Dredd Foole undoubtedly occupies his own niche, however. While I’m still not sure if I count myself a complete convert to his cult, there’s no denying the power of this release, the unique sound of it, and the generally unhinged vibes emanating from every moment of his free-wheeling performances. When I heard That Lonesome Road Between Hurt and Soul, his record for Bo Weavil Recordings, I was trying to reclaim Dredd Foole as some sort of warped American storyteller. But on In Quest Of Tense, he’s more like a demented wild-eyed poet, at times slipping into the assumed identity of a mountain hermit, possessed by the need to howl his self-penned chants and spells into the wind as he hurls them against the follies of the world. His special talent is revealed most clearly on the two long tracks, ‘Turn Turn (Turn)’ and especially ‘Ascension: Ra And Buk (Bridge Of Cries)’, the latter of which occupies most of side two; this is a performer who relishes the large canvas, so that he can fill every available moment with his continually-extemporised strums and vocals like Jackson Pollock flinging and dripping paint every which way. Once he’s in the zone, there’s no stopping the man, that much is clear. It’s impossible to decode any of the content of his mystic incomprehensible yawls, but the sense of meaning is still somehow transferred, and he’s not some loopy acid-head jabbering empty platitudes in an invented language.

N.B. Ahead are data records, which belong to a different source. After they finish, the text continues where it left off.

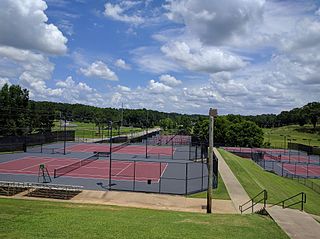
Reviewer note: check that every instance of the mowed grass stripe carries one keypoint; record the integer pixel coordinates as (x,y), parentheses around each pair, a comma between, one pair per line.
(254,179)
(39,219)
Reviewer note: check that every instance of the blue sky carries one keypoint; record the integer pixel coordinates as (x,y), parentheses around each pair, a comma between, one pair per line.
(242,57)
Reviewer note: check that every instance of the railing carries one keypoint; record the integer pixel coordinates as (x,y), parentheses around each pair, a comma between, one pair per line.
(252,202)
(302,201)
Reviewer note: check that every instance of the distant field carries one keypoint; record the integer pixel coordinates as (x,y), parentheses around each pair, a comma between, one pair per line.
(90,130)
(254,179)
(43,219)
(295,134)
(219,193)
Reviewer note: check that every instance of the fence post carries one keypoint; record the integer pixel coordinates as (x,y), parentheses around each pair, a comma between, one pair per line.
(134,175)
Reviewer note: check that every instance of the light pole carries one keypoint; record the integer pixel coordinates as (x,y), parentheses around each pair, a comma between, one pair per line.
(110,149)
(212,114)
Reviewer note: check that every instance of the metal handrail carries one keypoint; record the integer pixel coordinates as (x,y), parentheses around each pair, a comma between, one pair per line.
(302,201)
(264,199)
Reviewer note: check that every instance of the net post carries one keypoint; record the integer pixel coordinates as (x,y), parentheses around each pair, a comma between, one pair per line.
(186,191)
(110,156)
(160,178)
(134,175)
(201,173)
(172,150)
(65,136)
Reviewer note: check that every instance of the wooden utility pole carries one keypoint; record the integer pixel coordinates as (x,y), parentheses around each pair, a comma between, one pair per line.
(212,114)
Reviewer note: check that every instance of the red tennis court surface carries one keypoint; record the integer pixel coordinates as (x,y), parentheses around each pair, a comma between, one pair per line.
(99,169)
(252,150)
(130,149)
(302,169)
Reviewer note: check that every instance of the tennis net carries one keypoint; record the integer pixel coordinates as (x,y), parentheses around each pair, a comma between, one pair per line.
(121,146)
(68,168)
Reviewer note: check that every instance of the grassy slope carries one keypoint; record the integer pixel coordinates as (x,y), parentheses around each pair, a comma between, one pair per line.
(254,179)
(36,219)
(219,193)
(296,132)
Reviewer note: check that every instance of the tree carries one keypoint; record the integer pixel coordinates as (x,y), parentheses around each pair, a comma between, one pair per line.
(13,109)
(312,111)
(244,134)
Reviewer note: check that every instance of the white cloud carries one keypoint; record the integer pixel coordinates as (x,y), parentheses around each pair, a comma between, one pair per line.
(100,70)
(23,24)
(31,69)
(4,80)
(117,12)
(150,60)
(122,64)
(305,35)
(169,80)
(202,59)
(158,87)
(215,22)
(123,88)
(80,92)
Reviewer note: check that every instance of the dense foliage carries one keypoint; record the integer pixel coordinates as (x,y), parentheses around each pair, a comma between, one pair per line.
(19,116)
(309,113)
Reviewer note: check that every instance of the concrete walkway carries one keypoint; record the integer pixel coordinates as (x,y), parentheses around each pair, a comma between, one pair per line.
(296,224)
(236,192)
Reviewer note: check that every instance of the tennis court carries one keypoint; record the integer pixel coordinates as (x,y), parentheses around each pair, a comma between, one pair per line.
(97,169)
(302,169)
(128,149)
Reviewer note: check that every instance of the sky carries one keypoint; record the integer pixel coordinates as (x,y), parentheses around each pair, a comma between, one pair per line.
(240,56)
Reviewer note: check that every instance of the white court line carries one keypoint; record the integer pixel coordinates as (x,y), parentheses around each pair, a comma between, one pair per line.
(162,172)
(124,169)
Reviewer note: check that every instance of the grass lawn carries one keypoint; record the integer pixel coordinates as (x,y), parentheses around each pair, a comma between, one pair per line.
(219,193)
(40,219)
(254,179)
(298,134)
(90,130)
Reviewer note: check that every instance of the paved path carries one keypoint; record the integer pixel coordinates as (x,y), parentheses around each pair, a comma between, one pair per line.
(296,224)
(236,192)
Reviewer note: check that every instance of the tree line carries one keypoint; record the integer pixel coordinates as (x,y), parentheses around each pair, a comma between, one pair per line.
(19,116)
(307,114)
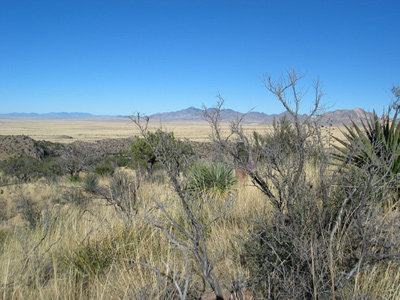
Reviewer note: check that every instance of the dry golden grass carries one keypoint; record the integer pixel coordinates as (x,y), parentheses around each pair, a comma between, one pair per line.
(93,129)
(31,269)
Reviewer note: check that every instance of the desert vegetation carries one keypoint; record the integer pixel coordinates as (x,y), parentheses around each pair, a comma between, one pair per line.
(318,217)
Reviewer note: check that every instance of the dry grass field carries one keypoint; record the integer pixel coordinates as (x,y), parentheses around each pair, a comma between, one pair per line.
(94,129)
(61,239)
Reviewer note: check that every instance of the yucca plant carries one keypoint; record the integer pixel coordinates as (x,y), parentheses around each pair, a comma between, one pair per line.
(374,143)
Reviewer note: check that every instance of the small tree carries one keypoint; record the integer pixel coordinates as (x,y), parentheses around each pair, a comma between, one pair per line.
(324,227)
(175,157)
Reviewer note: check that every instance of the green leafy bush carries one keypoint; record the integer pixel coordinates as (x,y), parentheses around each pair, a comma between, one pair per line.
(374,143)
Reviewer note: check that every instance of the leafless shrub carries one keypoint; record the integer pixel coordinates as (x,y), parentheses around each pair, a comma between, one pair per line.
(326,224)
(189,234)
(122,193)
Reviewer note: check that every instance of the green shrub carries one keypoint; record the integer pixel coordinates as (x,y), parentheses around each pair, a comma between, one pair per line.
(29,211)
(376,143)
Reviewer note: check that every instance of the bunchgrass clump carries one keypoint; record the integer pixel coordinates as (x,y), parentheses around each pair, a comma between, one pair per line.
(213,178)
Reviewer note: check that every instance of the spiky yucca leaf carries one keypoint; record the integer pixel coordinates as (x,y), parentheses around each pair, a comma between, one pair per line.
(375,142)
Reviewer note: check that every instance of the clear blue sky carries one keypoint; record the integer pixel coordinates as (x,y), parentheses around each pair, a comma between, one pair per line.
(119,57)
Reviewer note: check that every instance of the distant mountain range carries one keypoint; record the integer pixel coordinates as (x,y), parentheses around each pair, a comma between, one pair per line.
(193,114)
(52,115)
(336,117)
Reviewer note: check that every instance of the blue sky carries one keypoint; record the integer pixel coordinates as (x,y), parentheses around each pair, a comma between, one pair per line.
(119,57)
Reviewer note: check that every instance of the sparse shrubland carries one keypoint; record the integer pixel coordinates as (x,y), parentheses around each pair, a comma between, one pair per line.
(307,226)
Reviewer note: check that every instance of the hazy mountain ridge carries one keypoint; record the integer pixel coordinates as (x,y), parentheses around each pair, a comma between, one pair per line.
(336,117)
(52,115)
(194,114)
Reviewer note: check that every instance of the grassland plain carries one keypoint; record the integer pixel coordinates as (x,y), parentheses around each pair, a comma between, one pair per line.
(89,251)
(94,129)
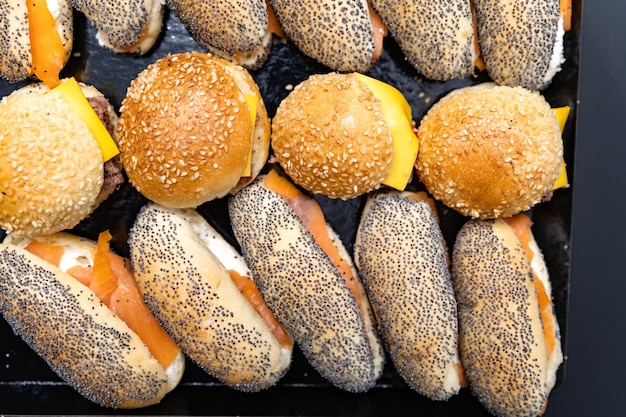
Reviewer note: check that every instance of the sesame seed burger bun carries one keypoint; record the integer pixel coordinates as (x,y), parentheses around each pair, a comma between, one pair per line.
(489,151)
(52,174)
(185,131)
(329,136)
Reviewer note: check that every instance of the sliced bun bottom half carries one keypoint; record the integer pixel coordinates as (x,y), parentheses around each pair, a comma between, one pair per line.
(189,289)
(306,291)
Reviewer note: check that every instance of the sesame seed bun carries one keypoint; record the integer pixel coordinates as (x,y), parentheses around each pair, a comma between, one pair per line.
(185,132)
(489,151)
(53,171)
(15,53)
(329,136)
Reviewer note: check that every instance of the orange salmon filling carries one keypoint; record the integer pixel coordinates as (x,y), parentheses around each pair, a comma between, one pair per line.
(115,285)
(521,226)
(249,289)
(313,219)
(46,46)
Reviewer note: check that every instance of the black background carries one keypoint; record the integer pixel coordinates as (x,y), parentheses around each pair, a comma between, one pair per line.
(594,383)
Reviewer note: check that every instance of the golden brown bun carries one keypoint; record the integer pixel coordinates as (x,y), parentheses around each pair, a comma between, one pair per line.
(15,55)
(185,132)
(437,37)
(489,151)
(105,361)
(306,291)
(499,320)
(53,186)
(512,56)
(234,30)
(329,136)
(131,26)
(339,36)
(181,264)
(402,259)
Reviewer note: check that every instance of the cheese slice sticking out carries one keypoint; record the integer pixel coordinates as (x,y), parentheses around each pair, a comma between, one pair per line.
(253,102)
(397,113)
(561,114)
(73,95)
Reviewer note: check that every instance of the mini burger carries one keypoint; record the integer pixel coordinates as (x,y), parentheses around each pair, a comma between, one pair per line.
(488,151)
(345,36)
(59,157)
(130,26)
(240,32)
(193,127)
(36,38)
(343,135)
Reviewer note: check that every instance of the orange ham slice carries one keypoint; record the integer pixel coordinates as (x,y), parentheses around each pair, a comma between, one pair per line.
(249,289)
(46,46)
(312,217)
(521,224)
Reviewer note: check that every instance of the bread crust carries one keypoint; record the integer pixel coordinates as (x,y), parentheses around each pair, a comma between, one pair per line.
(437,37)
(500,332)
(329,136)
(106,361)
(65,173)
(489,151)
(234,30)
(191,293)
(517,40)
(409,285)
(15,54)
(305,290)
(191,145)
(337,34)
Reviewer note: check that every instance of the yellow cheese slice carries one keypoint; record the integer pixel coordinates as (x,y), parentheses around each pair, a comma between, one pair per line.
(253,102)
(561,113)
(397,113)
(73,95)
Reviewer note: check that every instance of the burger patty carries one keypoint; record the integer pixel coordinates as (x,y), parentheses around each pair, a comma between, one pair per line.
(113,167)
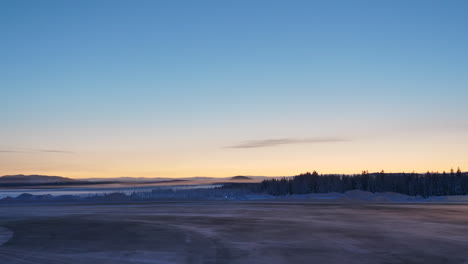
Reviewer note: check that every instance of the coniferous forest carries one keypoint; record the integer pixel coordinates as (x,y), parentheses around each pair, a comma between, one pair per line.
(415,184)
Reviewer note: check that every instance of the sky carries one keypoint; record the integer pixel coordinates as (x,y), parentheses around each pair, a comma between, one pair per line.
(222,88)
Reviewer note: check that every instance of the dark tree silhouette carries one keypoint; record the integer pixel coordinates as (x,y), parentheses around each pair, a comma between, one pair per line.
(428,184)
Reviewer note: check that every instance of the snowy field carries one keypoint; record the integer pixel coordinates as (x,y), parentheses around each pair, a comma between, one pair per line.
(274,231)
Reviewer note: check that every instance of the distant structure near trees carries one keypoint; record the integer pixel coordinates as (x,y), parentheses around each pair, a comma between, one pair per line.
(425,185)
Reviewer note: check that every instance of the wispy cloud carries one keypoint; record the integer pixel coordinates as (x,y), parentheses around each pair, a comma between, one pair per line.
(29,150)
(285,141)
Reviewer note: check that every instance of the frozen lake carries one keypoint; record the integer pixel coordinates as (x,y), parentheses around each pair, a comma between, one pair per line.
(89,191)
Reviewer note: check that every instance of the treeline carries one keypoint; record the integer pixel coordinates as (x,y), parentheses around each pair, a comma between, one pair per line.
(429,184)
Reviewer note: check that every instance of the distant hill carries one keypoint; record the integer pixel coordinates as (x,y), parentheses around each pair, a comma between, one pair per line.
(241,178)
(34,179)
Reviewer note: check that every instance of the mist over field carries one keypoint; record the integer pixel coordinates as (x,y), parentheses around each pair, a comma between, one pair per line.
(248,132)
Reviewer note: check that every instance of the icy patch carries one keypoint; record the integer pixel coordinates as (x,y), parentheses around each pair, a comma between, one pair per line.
(5,235)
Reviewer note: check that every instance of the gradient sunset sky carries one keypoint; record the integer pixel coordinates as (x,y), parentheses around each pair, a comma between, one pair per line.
(223,88)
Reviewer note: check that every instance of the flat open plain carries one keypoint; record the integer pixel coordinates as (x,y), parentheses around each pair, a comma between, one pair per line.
(234,232)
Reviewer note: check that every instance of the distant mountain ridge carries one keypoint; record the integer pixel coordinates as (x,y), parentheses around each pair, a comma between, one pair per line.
(35,179)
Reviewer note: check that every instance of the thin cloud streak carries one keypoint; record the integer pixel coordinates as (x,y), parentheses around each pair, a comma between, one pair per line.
(284,141)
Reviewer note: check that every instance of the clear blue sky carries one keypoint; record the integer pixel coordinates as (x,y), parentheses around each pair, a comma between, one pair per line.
(166,88)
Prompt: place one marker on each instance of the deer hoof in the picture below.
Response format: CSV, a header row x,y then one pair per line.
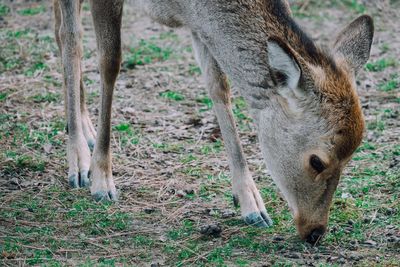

The listener can’t help be overwhelmed by the odd sound of the record. Who’d have thought that a reverb unit, adding liberal doses of echo across almost the whole album, could have created such uncanny sensations of mind-altering dizzyness…that, and Foole’s brilliantly raw stabs at overdubbing additional guitars and other instruments, showing that he managed to master the technology at his disposal very quickly. Then there’s the cavernous tone of his singing voice, often-times transformed into another instrument as he barks or yelps out crazed vocal interjections to spur the song along like an errant beast on a cattle drive. One vocal mannerism is his hollowed-out mouth drone used to accompany certain passages, providing his own unique take on the art of overtone singing. The listener need only tune in for five seconds and that box of paracetamol will fly out the window. Many of the factors coalesce nicely on the 3-minute ‘Glory’, which is more like a poem or recit than a song, one that starts out like an incarnation of the truly dark prince of Rock that Jim Morrison never quite managed to become in reality, and then degenerates quite swiftly into an alarming flurry of overdubbed mouth-jabberings. Wild, freaky stuff; perhaps its only precedent on vinyl is the record by Mij The Yodelling Astrologer, that 1969 freakeroonie released by ESP-Disk’. It too made liberal use of the echo chamber to multiply and magnify the stoned ramblings of its creator.
The term “folk music” has been applied in recent years to all manner of material that is clearly nothing whatever to do with indigenous folk music history at all, and happens simply to involve acoustic guitars or non-electric instruments. One such example of this grand error is so-called “Finnish Folk”. Even Coley can’t quite bring himself to write the word and instead coins the phrase “modern völk sub-underground” to help situate Dredd Foole’s work in a context we can live with. However, faced with the crags and rough edges of this near-possessed statement, I can’t help but think of it as a piece of hand-made folk art, thinking not of music but of some physical artefact crafted in leather or wood and exhibited outside the house of some isolated American loner-genius. A cultivated form of Outsider Art, almost, but I’m aware that’s an even more loaded term. At any rate, this might be the record that finally tips the balance for me in favour of this one-of-a-kind musician. Provided the doctor lets me out at weekends, that is. From 22 September 2015.